Q. P. Devore was hit right away.

He had spent the morning sorting armory supplies and at mess call had met his friend Ben Steele for lunch. He ate quickly that afternoon; the fellas in the control tower had invited him up for a look, so he climbed the stairs to the cupola on top of the first hangar to chew the fat with the operations boys and take in the view. All at once a voice came over an intercom: “Enemy bombers overhead.” Devore laughed. Another false alarm. “Hey fellas, I'm going to step out on the stairs for a look,” he said, and he began to descend from the cupola, down the stairs that hugged the outside of the hangar. When he heard the drone of engines, he stopped and looked up. He was halfway down the stairs when he heard the loudest noise he'd ever heard, and just like that, his world went blank.

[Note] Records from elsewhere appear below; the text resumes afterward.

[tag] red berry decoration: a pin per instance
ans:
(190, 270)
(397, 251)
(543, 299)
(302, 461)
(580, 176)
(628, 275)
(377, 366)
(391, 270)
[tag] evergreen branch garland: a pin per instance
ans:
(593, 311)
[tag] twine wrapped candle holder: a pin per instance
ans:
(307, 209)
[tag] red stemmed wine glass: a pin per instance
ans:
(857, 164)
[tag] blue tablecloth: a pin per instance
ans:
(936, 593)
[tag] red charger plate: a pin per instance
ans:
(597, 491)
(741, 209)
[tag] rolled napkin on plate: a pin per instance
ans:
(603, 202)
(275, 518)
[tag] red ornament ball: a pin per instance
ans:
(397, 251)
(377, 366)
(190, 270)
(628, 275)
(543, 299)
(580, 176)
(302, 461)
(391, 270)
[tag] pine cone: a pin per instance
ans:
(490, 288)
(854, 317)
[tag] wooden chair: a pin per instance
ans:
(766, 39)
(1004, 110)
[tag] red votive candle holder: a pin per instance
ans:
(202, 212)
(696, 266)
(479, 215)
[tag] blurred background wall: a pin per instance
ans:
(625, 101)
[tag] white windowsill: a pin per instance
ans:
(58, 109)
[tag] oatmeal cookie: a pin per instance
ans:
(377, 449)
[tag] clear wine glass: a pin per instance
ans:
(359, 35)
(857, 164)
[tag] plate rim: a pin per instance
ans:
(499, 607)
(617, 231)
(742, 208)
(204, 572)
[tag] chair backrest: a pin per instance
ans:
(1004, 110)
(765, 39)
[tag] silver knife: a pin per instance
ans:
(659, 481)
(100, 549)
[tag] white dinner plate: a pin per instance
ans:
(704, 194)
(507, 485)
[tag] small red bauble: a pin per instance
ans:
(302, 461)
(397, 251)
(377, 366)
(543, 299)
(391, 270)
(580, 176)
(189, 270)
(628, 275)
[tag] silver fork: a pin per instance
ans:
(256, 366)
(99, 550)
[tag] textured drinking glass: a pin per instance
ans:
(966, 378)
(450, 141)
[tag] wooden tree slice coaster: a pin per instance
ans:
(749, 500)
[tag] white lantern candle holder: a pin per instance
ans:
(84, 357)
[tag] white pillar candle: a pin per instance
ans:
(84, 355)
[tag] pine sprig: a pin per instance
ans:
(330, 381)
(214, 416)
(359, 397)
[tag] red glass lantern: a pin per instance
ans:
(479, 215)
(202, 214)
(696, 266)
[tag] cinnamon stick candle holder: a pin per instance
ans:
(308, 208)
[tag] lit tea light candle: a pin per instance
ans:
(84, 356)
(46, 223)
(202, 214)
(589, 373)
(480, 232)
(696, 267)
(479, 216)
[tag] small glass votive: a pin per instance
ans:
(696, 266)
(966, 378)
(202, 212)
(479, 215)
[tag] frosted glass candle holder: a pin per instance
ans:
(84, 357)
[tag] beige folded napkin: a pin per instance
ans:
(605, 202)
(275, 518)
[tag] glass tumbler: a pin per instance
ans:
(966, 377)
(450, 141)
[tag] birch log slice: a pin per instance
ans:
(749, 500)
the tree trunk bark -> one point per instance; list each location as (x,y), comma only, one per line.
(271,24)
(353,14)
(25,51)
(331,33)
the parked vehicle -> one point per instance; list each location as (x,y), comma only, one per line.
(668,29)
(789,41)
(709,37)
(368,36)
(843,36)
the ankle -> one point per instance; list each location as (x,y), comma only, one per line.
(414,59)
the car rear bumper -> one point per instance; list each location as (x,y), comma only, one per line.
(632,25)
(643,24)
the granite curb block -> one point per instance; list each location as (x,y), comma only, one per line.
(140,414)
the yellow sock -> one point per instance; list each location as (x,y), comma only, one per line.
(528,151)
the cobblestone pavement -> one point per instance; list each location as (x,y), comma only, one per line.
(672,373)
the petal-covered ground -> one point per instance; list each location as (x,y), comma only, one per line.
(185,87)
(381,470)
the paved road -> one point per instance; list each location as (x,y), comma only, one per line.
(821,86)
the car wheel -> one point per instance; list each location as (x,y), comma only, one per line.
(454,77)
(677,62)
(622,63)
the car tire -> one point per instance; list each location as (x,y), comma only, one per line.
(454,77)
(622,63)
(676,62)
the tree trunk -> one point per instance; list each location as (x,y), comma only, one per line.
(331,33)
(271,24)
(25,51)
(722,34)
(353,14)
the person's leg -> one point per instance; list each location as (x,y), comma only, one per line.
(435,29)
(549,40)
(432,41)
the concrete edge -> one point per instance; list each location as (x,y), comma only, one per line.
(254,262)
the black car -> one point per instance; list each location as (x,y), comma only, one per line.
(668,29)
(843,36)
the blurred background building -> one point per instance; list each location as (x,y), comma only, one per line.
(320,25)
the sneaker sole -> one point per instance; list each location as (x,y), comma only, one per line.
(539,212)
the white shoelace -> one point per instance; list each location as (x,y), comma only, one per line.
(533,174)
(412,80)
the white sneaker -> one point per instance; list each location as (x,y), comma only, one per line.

When he came to, he was on the ground, lying among a litter of empty gasoline drums at the bottom of the stairs. His body ached, his head was thick and heavy. And he kept hearing a voice, faint at first, as if it were far away.

“Help . . . help.”

As his head cleared, the voice grew louder.

“Help me! Please! Somebody help me!”

Devore rolled over and saw a man he knew, a lieutenant from his unit. He blinked and looked again. The man was wobbling, struggling to stand, to get up on the one leg he had left.

A truck stopped nearby and the driver rushed over to the two men. “Let's get this officer to the hospital at Stotsenberg,” he said, and Devore helped him load the lieutenant in the pickup, then jumped in the back.

At Stotsenberg hospital the wounded from Clark Field were everywhere, filling the wards, the halls, the concrete porch in back. When Q. P. Devore arrived with the mangled lieutenant, orderlies were putting men
on blankets on the front lawn, and a nurse pressed Devore into service as a litter bearer, unloading truckloads of hobbled, bleeding, unconscious men. He hefted and hauled, stretcher after stretcher, until a nurse stopped him and said, “Hey, what's the story with you?”